A day after a Supreme Court bench headed by Chief Justice of India T S Thakur came down heavily on the government for trying to bring “this institution (higher judiciary) to a grinding halt” and threatened to “interfere judicially” in case the logjam over appointments to various high courts persisted, Union Law Minister Ravi Shankar Prasad extended an olive branch, saying all 250 pending cases will be “cleared at the earliest”.
“While I do not want to make a comment on what was said in court yesterday, I need to let this country to know that this government has very high respect for the judiciary. The 250 appointment cases which the bench referred to yesterday are being dealt with on priority and will be cleared at the earliest,” Prasad told The Sunday Express.

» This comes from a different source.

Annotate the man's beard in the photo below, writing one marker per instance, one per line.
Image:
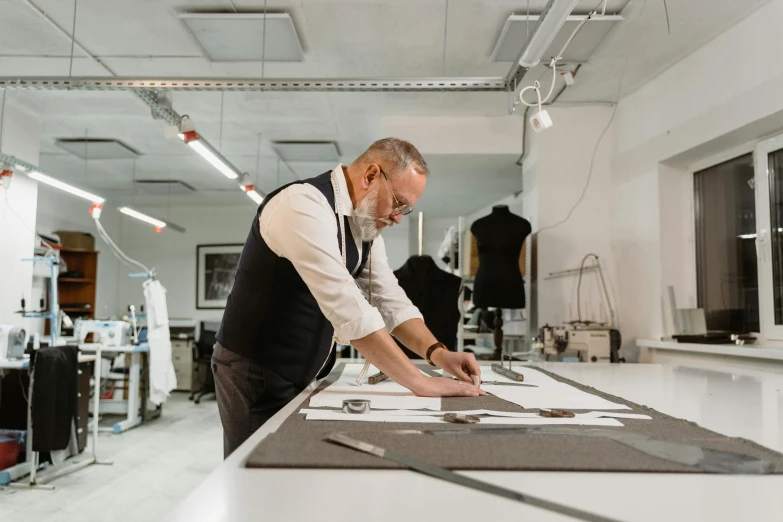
(365, 216)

Asked if there was a tussle between the judiciary and the government on various issues, including clauses of the draft Memorandum of Procedure (MoP), Prasad replied in the negative. “What tussle? We are not in an adversarial relationship with the judiciary. We have too much respect for our judiciary and its independence is an article of faith for the government of Narendra Modi.”
“On the MoP, let me tell you that it is still a work in progress. It was a Constitution Bench of the Supreme Court which, in the NJAC case, ordered the government to draft a new MoP in consultation with the SC collegium. We are doing that. Every issue is being discussed with the judiciary… a common meeting ground will be found and we will have a new MoP,” he said.
Asked to comment on appointments to high courts pending with the government despite having been cleared by the collegium months ago, Prasad said, “There is a process and we are following it. If you recall, after the NJAC judgment, it was this government that requested the CJI to continue with the appointment process without waiting for a new MoP. We have already appointed four Supreme Court and 52 new high court judges, appointed chief justices of nine high courts and transferred four HC judges as recommended by the collegium. The rest are in the pipeline.”
As first reported by The Indian Express Friday, the Centre’s latest communication to the Supreme Court on the MoP reiterates its earlier stand on a majority of contentious clauses, including seeking the power to reject any name recommended by the collegium for elevation to the bench on grounds of national security.